I am currently writing a matrix multiplication on a GPU and would like to debug my code, but since I can not use printf inside a device function, is there something else I can do to see what is going on inside that function.
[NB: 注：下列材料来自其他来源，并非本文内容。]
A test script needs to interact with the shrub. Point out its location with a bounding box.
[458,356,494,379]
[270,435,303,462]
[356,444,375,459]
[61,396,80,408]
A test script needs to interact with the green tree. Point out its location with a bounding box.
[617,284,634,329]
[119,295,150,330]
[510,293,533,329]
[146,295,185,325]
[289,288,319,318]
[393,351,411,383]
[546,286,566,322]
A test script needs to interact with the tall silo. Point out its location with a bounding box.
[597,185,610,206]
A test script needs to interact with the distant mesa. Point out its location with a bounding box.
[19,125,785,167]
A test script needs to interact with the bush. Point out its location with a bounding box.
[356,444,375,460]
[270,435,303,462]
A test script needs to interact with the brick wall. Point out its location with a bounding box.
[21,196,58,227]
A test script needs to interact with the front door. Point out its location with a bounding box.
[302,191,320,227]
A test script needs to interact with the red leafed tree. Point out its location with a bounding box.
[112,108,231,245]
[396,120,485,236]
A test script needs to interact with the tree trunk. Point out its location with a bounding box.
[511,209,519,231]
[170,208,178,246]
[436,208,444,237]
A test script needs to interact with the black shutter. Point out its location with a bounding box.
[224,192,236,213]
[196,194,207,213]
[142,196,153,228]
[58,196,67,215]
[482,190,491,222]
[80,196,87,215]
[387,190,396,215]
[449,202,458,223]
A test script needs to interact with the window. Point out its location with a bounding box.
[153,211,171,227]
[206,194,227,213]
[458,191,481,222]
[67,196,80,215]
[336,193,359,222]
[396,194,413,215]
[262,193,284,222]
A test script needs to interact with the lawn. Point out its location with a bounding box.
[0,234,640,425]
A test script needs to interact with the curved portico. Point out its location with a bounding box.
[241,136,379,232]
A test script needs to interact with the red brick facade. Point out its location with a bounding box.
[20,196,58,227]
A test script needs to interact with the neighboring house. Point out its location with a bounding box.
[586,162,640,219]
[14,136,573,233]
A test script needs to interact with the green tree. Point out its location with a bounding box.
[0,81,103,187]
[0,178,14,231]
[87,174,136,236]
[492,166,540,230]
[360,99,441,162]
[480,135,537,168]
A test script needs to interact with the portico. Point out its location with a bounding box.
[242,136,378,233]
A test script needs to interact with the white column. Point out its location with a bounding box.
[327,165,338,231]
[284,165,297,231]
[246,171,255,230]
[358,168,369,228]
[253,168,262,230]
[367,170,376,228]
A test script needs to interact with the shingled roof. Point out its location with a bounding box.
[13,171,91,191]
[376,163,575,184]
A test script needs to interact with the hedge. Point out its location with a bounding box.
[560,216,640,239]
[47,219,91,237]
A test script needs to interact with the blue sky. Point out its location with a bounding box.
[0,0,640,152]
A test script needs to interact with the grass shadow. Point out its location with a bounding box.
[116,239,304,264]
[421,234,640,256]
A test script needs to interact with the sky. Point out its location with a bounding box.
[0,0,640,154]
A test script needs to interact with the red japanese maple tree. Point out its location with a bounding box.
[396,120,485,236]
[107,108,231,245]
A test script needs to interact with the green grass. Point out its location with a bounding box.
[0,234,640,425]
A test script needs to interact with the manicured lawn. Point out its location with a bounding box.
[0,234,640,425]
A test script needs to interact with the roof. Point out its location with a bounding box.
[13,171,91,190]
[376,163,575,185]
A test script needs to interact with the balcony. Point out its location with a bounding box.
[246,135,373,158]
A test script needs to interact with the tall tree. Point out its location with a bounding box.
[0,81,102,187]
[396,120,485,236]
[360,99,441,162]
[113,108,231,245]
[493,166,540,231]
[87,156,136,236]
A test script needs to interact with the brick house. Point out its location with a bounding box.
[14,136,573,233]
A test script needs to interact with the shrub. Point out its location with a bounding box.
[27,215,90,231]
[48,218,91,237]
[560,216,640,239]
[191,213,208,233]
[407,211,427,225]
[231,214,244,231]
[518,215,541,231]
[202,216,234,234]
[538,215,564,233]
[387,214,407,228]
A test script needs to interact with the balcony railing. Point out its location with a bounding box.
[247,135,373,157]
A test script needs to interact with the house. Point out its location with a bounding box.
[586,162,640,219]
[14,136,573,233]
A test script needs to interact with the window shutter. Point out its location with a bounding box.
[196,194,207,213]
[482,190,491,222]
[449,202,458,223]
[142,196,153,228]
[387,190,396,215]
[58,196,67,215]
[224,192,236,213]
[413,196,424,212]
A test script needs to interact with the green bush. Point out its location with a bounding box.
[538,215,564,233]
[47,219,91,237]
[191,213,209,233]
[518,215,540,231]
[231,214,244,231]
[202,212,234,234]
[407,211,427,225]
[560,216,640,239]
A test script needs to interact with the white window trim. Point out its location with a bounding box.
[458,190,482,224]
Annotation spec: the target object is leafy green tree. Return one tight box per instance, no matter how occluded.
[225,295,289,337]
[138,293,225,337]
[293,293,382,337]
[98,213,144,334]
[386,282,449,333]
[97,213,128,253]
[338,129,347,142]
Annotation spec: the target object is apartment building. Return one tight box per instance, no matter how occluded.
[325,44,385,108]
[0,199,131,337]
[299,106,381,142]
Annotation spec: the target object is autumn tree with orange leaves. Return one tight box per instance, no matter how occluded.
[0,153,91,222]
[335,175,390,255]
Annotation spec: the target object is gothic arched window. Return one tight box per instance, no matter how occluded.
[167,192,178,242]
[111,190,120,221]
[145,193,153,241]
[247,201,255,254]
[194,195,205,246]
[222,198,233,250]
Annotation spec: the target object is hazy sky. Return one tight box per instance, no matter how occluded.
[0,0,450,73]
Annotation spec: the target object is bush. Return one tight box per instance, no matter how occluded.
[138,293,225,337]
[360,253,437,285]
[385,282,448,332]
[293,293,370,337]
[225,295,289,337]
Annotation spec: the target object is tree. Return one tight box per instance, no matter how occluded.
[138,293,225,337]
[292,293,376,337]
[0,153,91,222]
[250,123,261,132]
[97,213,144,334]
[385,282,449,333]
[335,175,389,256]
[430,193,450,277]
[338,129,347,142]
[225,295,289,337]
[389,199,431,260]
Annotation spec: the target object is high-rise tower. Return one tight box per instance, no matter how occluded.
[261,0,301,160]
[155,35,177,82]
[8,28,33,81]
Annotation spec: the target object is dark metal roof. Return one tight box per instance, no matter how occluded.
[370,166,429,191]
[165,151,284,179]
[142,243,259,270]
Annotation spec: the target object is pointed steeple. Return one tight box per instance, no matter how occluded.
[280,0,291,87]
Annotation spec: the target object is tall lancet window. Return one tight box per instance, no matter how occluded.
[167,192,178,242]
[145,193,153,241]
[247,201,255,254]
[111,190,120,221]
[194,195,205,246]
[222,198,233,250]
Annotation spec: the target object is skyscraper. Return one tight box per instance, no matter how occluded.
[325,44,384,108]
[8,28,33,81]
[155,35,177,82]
This my current function:

__global__ void MatrixMulKernel(Matrix Ad, Matrix Bd, Matrix Xd){

    int tx = threadIdx.x;
    int ty = threadIdx.y;

    int bx = blockIdx.x;
    int by = blockIdx.y;

    float sum = 0;

    for( int k = 0; k < Ad.width ; ++k){
        float Melement = Ad.elements[ty * Ad.width + k];
        float Nelement = Bd.elements[k * Bd.width + tx];
        sum += Melement * Nelement;
    }

    Xd.elements[ty * Xd.width + tx] = sum;
}

我很想知道,如果广告和BD是我想是的,看看该功能实际上是被调用。

I would love to know if Ad and Bd is what I think it is, and see if that function is actually being called.

推荐答案

修改

要避免误导人,因为M.蒂比茨指出printf的是计算能力2.0或更高的GPU的任何可用的。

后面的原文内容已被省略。